# Mocal oil coolers rupturing



## mccrackinfool (Jan 28, 2006)

Looking for some ideas on this, I have a 1992 Corrado VR6 that the stock oil cooler was leaking. The rubber seals were bad. I figured since I would be in there and I have no idea when the cooling system had been flushed I would also upgrade the crack pipe and thermostat housing to metal ones from Gruven. Since I was going that route I would install a BBM remote oil cooler kit as well.

Twice now I have installed everything, checked for leaks, started the car and let it get up to operating temp before trying to drive it only to go on a short 2-3 minuet drive and have the Mocal oil cooler rupture. I have checked the oil level and it was not low or high both before starting and before driving the car. There was no leaks before driving. I do not have an oil pressure gauge. I had the first one mounted on the lower radiator support and though possibly movement between the engine mount and radiator supports cause the first cooler to rupture, however the second one was mounted to the upper radiator/lock carrier (I'm not completely sure of the names here). 

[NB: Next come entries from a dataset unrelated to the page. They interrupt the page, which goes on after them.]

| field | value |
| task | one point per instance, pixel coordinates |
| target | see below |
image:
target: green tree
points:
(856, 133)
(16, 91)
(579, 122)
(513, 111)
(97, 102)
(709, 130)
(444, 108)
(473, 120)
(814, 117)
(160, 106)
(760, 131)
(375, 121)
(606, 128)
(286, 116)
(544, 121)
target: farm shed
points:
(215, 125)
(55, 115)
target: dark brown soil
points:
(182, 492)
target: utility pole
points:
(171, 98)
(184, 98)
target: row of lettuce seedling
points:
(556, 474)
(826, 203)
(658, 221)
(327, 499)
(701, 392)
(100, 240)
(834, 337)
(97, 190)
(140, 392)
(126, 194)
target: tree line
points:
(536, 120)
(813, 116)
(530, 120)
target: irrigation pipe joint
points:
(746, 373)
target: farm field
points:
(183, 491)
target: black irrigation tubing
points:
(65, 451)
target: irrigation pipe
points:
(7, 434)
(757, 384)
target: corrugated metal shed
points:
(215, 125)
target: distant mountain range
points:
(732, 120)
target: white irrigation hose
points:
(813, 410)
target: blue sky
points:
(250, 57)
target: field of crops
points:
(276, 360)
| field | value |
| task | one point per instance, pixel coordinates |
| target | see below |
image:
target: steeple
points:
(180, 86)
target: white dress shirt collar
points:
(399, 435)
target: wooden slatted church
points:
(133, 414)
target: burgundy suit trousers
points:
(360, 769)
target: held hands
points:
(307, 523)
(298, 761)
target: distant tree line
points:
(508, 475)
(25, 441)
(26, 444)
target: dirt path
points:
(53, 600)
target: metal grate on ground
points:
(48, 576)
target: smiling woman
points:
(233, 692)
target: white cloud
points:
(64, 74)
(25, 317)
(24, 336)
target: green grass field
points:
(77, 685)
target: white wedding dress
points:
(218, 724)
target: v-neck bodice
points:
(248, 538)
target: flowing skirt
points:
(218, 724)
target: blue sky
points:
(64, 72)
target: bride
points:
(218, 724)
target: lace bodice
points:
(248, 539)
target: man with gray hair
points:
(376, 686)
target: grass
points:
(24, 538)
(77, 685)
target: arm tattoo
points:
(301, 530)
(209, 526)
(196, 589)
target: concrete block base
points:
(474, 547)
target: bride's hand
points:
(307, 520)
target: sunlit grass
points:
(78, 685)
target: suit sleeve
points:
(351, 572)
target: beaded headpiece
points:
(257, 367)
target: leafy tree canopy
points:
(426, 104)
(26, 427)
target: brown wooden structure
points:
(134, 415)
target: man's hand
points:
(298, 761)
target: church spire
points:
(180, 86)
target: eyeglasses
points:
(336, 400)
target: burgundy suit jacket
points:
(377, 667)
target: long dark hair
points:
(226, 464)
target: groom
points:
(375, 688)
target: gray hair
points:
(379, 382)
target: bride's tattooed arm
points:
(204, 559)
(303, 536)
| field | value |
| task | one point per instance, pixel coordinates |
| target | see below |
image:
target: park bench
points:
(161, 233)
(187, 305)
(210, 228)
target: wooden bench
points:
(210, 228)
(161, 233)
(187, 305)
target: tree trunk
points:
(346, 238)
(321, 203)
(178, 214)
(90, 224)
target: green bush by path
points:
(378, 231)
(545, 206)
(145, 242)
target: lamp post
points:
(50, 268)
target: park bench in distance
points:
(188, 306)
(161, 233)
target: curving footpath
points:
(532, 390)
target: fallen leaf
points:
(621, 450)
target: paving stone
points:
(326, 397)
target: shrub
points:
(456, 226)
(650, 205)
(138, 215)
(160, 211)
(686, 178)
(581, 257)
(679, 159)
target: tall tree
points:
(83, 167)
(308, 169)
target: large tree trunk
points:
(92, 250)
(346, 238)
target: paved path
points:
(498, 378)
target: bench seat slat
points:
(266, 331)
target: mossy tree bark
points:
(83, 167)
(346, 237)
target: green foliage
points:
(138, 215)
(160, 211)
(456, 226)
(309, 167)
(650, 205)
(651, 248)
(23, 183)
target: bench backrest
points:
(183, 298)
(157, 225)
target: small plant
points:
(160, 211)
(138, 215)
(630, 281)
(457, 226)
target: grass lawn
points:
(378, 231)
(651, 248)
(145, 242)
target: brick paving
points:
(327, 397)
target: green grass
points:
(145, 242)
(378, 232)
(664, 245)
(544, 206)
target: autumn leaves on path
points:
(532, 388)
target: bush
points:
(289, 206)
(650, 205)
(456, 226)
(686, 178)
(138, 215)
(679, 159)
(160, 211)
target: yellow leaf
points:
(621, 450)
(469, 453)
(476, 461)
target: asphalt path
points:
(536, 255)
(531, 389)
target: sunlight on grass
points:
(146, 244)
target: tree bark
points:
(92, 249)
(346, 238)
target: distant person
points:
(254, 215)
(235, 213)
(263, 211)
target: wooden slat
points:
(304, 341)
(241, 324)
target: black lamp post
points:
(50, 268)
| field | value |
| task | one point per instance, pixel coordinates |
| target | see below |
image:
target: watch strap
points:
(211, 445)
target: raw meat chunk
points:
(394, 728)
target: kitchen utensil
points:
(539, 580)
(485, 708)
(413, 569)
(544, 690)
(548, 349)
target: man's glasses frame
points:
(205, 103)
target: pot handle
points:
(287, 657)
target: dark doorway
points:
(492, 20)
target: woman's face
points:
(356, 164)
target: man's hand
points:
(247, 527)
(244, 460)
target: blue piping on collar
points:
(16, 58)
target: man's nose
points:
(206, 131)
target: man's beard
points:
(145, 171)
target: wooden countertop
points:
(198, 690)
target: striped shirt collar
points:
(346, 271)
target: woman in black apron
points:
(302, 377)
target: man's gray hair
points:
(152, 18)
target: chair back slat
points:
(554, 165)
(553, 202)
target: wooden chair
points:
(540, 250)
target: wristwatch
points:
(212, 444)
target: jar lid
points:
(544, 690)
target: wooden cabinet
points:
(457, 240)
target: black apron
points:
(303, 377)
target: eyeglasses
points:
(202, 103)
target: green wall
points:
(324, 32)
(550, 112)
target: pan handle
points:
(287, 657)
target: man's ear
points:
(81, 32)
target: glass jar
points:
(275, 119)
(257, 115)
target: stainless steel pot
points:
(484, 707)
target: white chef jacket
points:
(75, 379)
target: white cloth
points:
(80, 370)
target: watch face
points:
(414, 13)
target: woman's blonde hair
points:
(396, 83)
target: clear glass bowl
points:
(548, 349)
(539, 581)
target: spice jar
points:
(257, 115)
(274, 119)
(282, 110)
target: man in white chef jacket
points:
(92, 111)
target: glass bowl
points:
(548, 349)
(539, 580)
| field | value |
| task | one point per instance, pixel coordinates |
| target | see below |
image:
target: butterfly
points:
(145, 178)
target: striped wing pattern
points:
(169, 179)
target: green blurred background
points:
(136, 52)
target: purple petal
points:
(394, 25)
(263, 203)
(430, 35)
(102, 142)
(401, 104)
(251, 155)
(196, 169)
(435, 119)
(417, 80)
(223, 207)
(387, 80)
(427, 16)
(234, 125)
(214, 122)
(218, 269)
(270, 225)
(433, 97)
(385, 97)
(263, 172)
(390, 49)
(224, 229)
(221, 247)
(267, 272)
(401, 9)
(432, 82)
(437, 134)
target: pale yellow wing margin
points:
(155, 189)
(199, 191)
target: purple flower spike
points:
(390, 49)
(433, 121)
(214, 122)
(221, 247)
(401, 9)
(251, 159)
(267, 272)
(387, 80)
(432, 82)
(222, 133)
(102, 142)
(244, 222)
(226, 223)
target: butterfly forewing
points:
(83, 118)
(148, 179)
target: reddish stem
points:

I cannot afford to buy a third oil cooler to have it blow up within 5 minuets of driving my car. Could I reinstall the stock cooler and use that without any coolant flowing through it? Any ideas as to why I'm blowing up oil coolers like its going out of style?


----------



## ps2375 (Aug 13, 2003)

Install an oil press gauge, even if only a temporary one, to see if the pump relief valve is sticking. What weight oil?


----------



## mccrackinfool (Jan 28, 2006)

5w-30.

What issues would a bad pressure relief valve cause with the stock oil cooler? Or would the only way to be able to tell is with an oil pressure gauge?


----------



## ps2375 (Aug 13, 2003)

Get a gauge. Maybe a pump, I'm not familiar with the VR's oil pump if you can even get to the relief to check it.


----------